| Abstract |
 Studies in the laboratory of James Klaunig concentrate on understanding the mechanism by which chemicals induce cancer and the means to prevent or retard this process. Recent investigations have revolved around the role of oxidative stress and oxidative damage in the induction of cancer by nongenotoxic carcinogens. Hepatocarcinogenic compounds including selective chlorinated hydrocarbons appear to induce oxidative stress in the liver. This oxidative stress and oxidative damage in turn may be responsible for the tumor-promoting activity of these compounds.

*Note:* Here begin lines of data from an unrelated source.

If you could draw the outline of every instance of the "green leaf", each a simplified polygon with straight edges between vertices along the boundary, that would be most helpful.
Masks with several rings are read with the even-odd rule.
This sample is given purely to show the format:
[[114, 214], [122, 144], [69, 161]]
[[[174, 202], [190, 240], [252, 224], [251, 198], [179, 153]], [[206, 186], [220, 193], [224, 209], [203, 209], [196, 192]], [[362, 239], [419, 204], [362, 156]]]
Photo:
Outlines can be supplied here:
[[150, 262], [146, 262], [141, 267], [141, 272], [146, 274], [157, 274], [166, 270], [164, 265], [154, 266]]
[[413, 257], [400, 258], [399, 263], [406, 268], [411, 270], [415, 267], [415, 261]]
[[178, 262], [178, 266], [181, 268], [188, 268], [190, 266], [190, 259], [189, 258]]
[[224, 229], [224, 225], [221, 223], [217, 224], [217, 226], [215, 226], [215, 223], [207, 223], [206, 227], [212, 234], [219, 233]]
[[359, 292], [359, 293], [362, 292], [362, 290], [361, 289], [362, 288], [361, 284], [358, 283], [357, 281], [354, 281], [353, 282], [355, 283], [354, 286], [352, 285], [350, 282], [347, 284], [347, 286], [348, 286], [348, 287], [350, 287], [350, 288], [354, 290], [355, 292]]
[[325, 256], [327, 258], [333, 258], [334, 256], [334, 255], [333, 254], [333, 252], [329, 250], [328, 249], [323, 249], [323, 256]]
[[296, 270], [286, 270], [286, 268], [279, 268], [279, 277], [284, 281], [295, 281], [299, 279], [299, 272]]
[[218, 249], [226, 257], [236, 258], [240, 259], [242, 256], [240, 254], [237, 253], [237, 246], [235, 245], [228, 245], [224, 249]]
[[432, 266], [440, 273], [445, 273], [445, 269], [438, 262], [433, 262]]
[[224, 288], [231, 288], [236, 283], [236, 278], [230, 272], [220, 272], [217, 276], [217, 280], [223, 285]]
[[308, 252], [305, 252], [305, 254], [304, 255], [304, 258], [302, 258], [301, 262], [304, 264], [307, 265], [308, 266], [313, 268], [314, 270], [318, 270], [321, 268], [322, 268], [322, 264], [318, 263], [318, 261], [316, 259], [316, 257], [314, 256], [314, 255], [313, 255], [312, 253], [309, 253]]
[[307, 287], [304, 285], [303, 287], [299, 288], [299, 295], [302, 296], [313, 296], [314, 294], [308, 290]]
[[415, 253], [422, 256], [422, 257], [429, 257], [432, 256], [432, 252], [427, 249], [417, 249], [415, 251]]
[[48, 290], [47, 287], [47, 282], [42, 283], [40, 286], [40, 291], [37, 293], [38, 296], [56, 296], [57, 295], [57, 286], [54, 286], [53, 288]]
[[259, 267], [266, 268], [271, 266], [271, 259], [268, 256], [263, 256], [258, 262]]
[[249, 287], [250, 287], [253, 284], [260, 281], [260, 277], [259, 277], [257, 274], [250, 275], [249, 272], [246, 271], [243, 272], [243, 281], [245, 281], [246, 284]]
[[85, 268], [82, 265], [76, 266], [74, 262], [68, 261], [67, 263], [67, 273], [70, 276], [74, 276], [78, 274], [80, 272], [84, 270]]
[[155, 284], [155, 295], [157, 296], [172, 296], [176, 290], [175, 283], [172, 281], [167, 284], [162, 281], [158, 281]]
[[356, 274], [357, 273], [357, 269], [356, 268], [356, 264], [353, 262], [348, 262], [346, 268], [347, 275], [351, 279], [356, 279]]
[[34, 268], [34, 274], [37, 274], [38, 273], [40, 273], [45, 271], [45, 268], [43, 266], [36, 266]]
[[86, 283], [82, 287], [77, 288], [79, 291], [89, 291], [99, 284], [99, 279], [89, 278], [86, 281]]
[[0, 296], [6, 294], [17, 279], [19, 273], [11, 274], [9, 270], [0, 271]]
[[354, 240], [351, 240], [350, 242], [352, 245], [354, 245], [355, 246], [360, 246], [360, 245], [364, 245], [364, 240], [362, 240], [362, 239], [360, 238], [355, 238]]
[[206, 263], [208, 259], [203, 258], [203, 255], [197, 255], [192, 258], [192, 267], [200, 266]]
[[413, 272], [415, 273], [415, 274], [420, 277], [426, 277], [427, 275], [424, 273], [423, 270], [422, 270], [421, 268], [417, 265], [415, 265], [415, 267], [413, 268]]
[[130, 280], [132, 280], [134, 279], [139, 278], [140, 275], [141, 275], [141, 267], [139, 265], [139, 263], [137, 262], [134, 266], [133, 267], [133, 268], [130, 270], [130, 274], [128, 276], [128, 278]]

Reduction of oxidative damage by antioxidants or dietary-restrictions results in an ablation of the induction of selective cell growth by these agents.
Several lines of evidence support a role for oxidative stress in the prevention of colon cancer. A lower risk of colorectal cancer has been noted following high anti-oxidant intake. In addition, anti-oxidant enzyme activities were decreased and the extent of oxidative damage was increased in colon cancer tissue when compared with normal tissue. Reactive oxygen species were shown to cause DNA damage in genes that are commonly mutated in colorectal tumors. Interestingly, oxidative stress induction and vitamin D status appear to be associated, as it was shown that oxidative DNA damage levels and cell proliferation were increased in colon tissue from mice lacking the vitamin D receptor. These results suggest that chemoprevention strategies involving both antioxidant and vitamin D supplementation may be useful for preventing colon carcinogenesis.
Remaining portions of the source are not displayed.